Milence est une coentreprise spécialisée dans la recharge de poids lourds électriques. Sa nouvelle station implantée à Kassel-Lohfelden, en plein cœur de l'Allemagne, s'inscrit dans une logique de maillage autoroutier à l'échelle continentale. Le tour de démonstration Paris-Berlin, réalisé avec quatre constructeurs majeurs, n'est pas un simple exercice marketing : il valide la capacité des camions électriques actuels à enchaîner les kilomètres sur de vraies infrastructures autoroutières, avec des pauses de recharge intégrées dans la logistique du trajet.

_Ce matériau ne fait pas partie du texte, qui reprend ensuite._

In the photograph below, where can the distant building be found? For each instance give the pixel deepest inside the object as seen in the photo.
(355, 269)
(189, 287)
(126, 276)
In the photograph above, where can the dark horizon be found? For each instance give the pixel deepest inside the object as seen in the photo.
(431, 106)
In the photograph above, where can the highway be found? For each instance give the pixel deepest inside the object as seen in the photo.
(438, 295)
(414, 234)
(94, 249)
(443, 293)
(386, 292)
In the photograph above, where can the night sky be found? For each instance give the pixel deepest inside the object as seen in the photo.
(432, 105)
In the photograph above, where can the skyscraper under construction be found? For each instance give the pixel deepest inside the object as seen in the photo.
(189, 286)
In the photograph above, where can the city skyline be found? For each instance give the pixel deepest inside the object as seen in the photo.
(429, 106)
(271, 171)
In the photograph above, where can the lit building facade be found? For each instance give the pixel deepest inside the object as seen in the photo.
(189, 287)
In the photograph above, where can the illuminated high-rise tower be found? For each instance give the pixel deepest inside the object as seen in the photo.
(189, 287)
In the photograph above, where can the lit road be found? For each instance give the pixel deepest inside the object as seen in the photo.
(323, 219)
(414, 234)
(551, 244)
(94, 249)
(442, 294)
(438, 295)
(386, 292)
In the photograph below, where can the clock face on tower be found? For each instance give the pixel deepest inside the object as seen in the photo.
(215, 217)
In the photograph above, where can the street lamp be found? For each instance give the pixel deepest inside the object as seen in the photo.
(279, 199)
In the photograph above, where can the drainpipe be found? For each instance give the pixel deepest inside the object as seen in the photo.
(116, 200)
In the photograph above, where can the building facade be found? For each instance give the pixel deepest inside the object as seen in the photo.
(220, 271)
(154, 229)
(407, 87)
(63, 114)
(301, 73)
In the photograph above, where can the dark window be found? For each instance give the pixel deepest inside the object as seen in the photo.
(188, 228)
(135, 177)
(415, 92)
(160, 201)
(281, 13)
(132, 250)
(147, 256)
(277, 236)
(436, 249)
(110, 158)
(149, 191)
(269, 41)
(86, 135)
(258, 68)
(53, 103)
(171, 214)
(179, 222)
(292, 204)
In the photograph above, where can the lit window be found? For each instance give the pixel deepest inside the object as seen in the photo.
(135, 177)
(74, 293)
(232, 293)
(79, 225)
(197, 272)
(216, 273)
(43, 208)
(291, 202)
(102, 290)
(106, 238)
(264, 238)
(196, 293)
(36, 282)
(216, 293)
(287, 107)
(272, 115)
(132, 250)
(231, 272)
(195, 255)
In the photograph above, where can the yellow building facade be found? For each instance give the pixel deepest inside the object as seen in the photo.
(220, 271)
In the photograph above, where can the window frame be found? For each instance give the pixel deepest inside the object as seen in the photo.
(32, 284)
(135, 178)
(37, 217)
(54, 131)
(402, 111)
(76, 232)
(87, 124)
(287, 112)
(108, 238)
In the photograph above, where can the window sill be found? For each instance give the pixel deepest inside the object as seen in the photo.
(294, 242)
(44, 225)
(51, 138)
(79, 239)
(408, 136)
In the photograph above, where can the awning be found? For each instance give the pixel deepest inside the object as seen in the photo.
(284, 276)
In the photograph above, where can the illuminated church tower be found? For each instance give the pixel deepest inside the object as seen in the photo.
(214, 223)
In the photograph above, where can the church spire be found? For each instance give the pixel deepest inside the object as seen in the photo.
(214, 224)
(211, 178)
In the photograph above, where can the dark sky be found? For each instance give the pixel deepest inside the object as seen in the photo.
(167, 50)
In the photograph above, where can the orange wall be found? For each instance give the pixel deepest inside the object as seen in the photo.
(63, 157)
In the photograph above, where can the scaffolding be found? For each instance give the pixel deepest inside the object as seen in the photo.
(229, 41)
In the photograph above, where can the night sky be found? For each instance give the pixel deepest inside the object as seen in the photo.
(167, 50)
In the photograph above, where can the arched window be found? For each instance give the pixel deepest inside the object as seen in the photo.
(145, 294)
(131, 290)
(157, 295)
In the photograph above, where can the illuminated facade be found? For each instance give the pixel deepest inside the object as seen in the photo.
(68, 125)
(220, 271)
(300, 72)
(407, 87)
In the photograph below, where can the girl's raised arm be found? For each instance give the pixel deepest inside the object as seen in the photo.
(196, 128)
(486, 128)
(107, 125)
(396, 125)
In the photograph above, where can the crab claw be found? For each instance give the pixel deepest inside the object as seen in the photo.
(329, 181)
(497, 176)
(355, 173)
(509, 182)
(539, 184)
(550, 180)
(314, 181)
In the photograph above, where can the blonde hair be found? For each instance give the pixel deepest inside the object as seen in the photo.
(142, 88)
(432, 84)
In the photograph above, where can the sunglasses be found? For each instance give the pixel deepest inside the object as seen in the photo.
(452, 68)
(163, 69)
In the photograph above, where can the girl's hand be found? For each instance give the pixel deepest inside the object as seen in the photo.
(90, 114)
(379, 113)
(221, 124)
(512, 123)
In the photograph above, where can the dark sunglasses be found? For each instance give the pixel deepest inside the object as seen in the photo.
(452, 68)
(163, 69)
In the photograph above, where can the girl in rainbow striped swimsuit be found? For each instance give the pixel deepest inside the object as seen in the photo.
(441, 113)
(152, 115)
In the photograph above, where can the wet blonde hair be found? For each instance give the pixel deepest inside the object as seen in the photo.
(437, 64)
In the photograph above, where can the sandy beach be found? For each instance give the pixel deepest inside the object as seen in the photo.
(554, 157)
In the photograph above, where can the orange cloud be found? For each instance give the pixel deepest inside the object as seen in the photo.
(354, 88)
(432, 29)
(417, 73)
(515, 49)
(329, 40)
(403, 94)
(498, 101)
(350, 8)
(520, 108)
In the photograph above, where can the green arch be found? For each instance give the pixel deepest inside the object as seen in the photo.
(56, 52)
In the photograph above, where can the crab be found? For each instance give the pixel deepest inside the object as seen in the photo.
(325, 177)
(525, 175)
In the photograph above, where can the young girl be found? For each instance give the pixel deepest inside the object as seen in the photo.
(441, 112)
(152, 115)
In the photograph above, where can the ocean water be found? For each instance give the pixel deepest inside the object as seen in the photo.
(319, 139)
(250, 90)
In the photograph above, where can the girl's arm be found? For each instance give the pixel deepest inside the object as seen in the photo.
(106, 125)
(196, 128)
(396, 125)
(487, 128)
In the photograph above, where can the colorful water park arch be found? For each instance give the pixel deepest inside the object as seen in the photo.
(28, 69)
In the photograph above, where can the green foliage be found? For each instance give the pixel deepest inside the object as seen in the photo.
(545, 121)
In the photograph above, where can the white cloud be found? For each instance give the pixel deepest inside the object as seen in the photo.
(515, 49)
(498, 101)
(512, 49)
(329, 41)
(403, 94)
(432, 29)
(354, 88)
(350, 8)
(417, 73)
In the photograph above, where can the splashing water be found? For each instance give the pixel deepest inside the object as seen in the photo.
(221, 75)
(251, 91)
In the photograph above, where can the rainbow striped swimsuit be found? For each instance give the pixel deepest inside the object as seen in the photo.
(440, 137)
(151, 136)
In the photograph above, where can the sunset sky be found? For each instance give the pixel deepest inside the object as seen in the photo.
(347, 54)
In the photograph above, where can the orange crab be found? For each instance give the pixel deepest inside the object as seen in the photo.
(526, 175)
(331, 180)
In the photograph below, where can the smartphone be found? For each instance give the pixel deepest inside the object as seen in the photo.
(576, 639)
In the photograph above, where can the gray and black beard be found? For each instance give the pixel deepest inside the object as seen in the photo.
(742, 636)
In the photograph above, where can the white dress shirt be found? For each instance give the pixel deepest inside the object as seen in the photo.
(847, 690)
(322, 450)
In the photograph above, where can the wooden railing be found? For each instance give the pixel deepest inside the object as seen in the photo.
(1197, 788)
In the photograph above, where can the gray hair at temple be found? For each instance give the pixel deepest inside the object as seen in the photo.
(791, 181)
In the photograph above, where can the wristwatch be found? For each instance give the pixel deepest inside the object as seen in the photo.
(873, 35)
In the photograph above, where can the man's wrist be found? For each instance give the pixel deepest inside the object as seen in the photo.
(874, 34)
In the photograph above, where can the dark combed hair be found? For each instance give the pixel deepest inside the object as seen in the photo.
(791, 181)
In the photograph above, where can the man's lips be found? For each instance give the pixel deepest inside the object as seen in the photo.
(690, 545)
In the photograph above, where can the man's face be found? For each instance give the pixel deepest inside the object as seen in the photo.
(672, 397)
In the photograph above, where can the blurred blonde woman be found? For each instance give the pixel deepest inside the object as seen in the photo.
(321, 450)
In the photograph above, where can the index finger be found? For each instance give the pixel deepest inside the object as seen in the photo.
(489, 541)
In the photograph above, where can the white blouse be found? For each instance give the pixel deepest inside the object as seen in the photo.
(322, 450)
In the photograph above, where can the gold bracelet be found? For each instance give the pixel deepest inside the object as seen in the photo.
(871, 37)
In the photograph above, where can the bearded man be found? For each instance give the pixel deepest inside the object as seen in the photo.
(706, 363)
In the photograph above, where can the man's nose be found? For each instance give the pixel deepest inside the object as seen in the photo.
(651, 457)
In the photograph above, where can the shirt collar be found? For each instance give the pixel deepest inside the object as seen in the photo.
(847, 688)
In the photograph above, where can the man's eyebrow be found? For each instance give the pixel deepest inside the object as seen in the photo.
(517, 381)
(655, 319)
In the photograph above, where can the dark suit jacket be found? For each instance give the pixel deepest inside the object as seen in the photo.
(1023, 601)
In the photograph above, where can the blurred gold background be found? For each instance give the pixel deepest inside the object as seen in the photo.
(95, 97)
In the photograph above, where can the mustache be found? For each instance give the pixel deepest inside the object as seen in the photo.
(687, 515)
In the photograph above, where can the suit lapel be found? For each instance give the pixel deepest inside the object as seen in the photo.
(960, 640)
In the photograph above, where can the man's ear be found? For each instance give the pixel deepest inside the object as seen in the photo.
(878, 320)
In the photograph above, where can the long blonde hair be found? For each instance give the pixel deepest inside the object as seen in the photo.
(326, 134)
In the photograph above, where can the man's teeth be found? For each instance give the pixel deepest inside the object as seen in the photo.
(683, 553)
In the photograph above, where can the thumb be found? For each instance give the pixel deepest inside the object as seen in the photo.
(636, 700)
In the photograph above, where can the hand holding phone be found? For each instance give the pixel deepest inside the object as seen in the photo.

Ce qui change ici, c'est la symbolique. Pendant des années, l'argument massue contre le camion électrique était l'absence de réseau de recharge adapté aux gabarits et aux puissances requises. Avec des stations dédiées sur autoroute, cet argument s'effrite. Les quatre marques présentes — Daimler Truck, MAN, Volvo Trucks, Renault Trucks — représentent une part très significative du parc de poids lourds en circulation en Europe, et donc en Suisse.
Suisse : ce que ça change pour les transporteurs et les flottes
La Suisse n'est pas une île logistique. Les corridors routiers européens traversent ou longent le territoire helvétique, et de nombreuses PME de transport travaillent avec des partenaires allemands, français ou italiens. Le développement d'une infrastructure de recharge performante sur les axes autoroutiers européens rend le passage au camion électrique concrètement envisageable pour des opérations transfrontalières.
Sur le plan réglementaire, la pression s'intensifie en Suisse. L'objectif fédéral de 50 % de nouveaux véhicules électriques d'ici 2030 concerne aussi les véhicules utilitaires lourds. Il n'existe pas de Zone à Faibles Émissions (ZFE) nationale, mais les importateurs font face à des objectifs CO₂ contraignants qui se répercutent sur l'offre disponible et les prix.
Du côté des incitations financières, la situation est encourageante pour les acheteurs professionnels :
- Bonus cantonaux : jusqu'à 3 000 CHF dans les cantons de Vaud et de Genève, 2 000 CHF dans le canton de Berne — à vérifier selon les conditions d'éligibilité propres à chaque canton.
- Exonération ou réduction de l'impôt sur les véhicules : de nombreux cantons appliquent des abattements significatifs pour les véhicules électriques, un levier à intégrer dans tout calcul de TCO (coût total de possession).
- CHF fort : le franc suisse offre un avantage à l'achat sur les véhicules importés de la zone euro, ce qui peut alléger sensiblement la facture d'acquisition pour un poids lourd électrique neuf.
Le réseau de recharge suisse, porté par des opérateurs comme SwissCharge ou EVPASS, est déjà dense dans les grandes agglomérations. Pour les flottes opérant principalement en circuit régional — livraisons urbaines, distribution cantonale —, la question de l'infrastructure est aujourd'hui largement résolue.
TCO et rentabilité : ce qu'il faut calculer avant de se lancer
Le coût total de possession d'un camion électrique reste supérieur à l'achat à celui d'un équivalent diesel, selon les estimations du marché. Mais la donne change sur la durée : énergie moins chère, entretien réduit (moins de pièces mécaniques soumises à usure), et avantages fiscaux cumulés. Pour une flotte régionale en Suisse, le point de bascule économique se situe, selon les estimations, entre 3 et 5 ans selon l'usage et les aides obtenues.
À cela s'ajoute un argument moins chiffrable mais bien réel : l'image. Les chargeurs et donneurs d'ordre intègrent de plus en plus des critères environnementaux dans leurs appels d'offres. Un transporteur qui peut démontrer un bilan carbone maîtrisé dispose d'un avantage concurrentiel croissant.
Ce qu'il faut retenir et faire maintenant
L'inauguration de la station Milence et la démonstration Paris-Berlin envoient un signal clair : le transport longue distance en électrique n'est plus une utopie. Pour les professionnels suisses, le moment est venu d'auditer sérieusement leur flotte, d'évaluer les aides disponibles dans leur canton, et de dialoguer avec leurs constructeurs habituels sur les délais de livraison des modèles électriques. Ne pas agir maintenant, c'est risquer de subir la transition plutôt que d'en tirer parti.